Cette légende a beaucoup inspiré Euripide qui y consacra deux tragédies : Iphigénie à Aulis et Iphigénie en Tauride. Dans cette dernière, le tragique qui imagine la suite des aventures d’Iphigénie, sauvée in extremis grâce à Artémis et emmenée chez les Taures, fait exprimer à l’héroïne tous ses sentiments concernant les événements passés. La flotte fut ainsi retenue à Aulis par des vents d’aploia, empêchant toute navigation (Iph. Aul., v. 87-93 ; Iph. Taur. v. 4-30). La raison invoquée pour expliquer le courroux d’Artémis consiste dans le non-respect par Agamemnon d’une promesse faite à la déesse de lui vouer le plus beau produit de l’année ; or, ce fut cette année-là que naquit Iphigénie (ibid.). Après bien des hésitations et des subterfuges, le sacrifice de la jeune fille peut avoir lieu (Iph. Aul. v. 1563-1603). Avant que soit porté le coup fatal, Achille prononce une prière adressée à Artémis, lui demandant en échange de la victime une navigation sans malheurs (πλοῦν ἀπήμονα) et la prise de Troie. La substitution d’Iphigénie par une biche est ensuite accueillie par tous avec joie et interprétée par le devin Calchas comme un signe de l’envoi à venir par la divinité d’un vent favorable à la navigation (οὔριον πλοῦν). La version d’Ovide (Métamorphoses XII, v. 8-38) suit celle du tragique : des vents furieux retiennent les navires à Aulis mais avec le sacrifice, les flots retombent comme la colère de la déesse qui envoie aux Grecs le vent en poupe.

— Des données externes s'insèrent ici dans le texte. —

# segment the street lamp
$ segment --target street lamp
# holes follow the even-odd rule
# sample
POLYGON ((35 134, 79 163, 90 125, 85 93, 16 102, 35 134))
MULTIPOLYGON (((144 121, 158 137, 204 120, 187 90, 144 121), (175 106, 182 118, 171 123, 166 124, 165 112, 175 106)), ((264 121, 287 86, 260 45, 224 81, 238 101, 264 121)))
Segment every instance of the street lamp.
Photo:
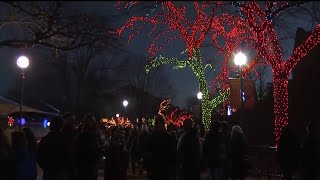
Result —
POLYGON ((238 52, 234 57, 234 63, 239 66, 239 76, 240 76, 240 101, 241 101, 241 107, 240 107, 240 123, 242 122, 241 116, 243 112, 243 78, 242 78, 242 66, 245 65, 247 62, 247 57, 242 52, 238 52))
POLYGON ((23 104, 23 79, 24 77, 24 69, 29 66, 29 59, 26 56, 20 56, 17 59, 17 66, 21 69, 21 78, 20 78, 20 120, 19 122, 19 131, 21 131, 22 126, 22 104, 23 104))
POLYGON ((120 115, 119 115, 119 114, 116 114, 116 117, 117 117, 117 118, 119 118, 119 117, 120 117, 120 115))
POLYGON ((128 106, 129 102, 127 100, 124 100, 122 102, 122 105, 124 107, 124 115, 127 115, 127 110, 126 110, 126 107, 128 106))
POLYGON ((197 98, 198 98, 199 100, 201 100, 201 99, 202 99, 202 92, 198 92, 198 94, 197 94, 197 98))
POLYGON ((201 99, 202 99, 202 92, 198 92, 197 94, 197 98, 199 99, 199 108, 200 108, 200 120, 202 119, 202 103, 201 103, 201 99))
POLYGON ((123 104, 124 108, 126 108, 126 107, 128 106, 128 104, 129 104, 129 102, 128 102, 127 100, 124 100, 124 101, 122 102, 122 104, 123 104))

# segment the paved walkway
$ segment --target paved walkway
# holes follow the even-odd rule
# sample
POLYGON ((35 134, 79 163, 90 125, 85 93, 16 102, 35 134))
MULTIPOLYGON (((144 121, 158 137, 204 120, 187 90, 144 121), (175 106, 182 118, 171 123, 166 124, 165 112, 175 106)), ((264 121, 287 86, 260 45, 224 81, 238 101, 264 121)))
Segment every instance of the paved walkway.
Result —
MULTIPOLYGON (((136 172, 139 172, 139 170, 136 170, 136 172)), ((201 175, 201 180, 206 180, 206 174, 201 175)), ((103 170, 99 170, 99 178, 98 180, 104 180, 103 179, 103 170)), ((139 176, 139 175, 133 175, 131 170, 128 170, 128 180, 148 180, 148 178, 144 176, 139 176)), ((246 180, 281 180, 279 177, 270 177, 269 179, 267 177, 254 177, 254 176, 249 176, 246 178, 246 180)))
MULTIPOLYGON (((137 170, 137 172, 139 172, 139 170, 137 170)), ((206 180, 206 175, 202 174, 201 180, 206 180)), ((38 168, 38 178, 37 180, 42 180, 42 170, 40 168, 38 168)), ((104 180, 104 172, 102 169, 99 170, 99 177, 98 180, 104 180)), ((148 180, 148 178, 144 177, 144 176, 139 176, 139 175, 133 175, 131 170, 128 170, 128 180, 148 180)), ((271 177, 271 178, 267 178, 267 177, 247 177, 246 180, 281 180, 281 178, 278 177, 271 177)))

Diverses traditions affirment qu’Agamemnon continua par diverses offrandes d’assurer la bonne marche de la flotte achéenne vers Troie. Au sud de l’île, à Géraistos, un bateau de pierres dédié à Artémis d’Eubée est considéré comme un ex-voto du chef achéen pour la navigation de sa flotte (Procope, De bello Gothico IV, 22, 23-29). La dédicace, formulée en deux vers en hexamètres, rapporte l’offrande, son motif et son dédicant ; un autre fragment donne le nom du sculpteur, Tynnichos, et la divinité honorée Artémis Bolosia. Procope assimile la divinité à Eileithyia, car il rapproche l’épiclèse du mot βολάς exprimant selon lui les douleurs de l’enfantement.
Hors de l’Eubée, Agamemnon consacra à la fille de Léto dans son temple samien du promontoire Chésion un gouvernail contre l’aploia qu’elle lui imposait - cette fois semble-t-il par l’absence de vent - (Callimaque, Hymme III, v. 225-232).
Le rôle d’Artémis dans la navigation des Grecs vers Troie apparaît ainsi comme une création relativement tardive, de l’époque classique, dont la tragédie fixa définitivement les traits.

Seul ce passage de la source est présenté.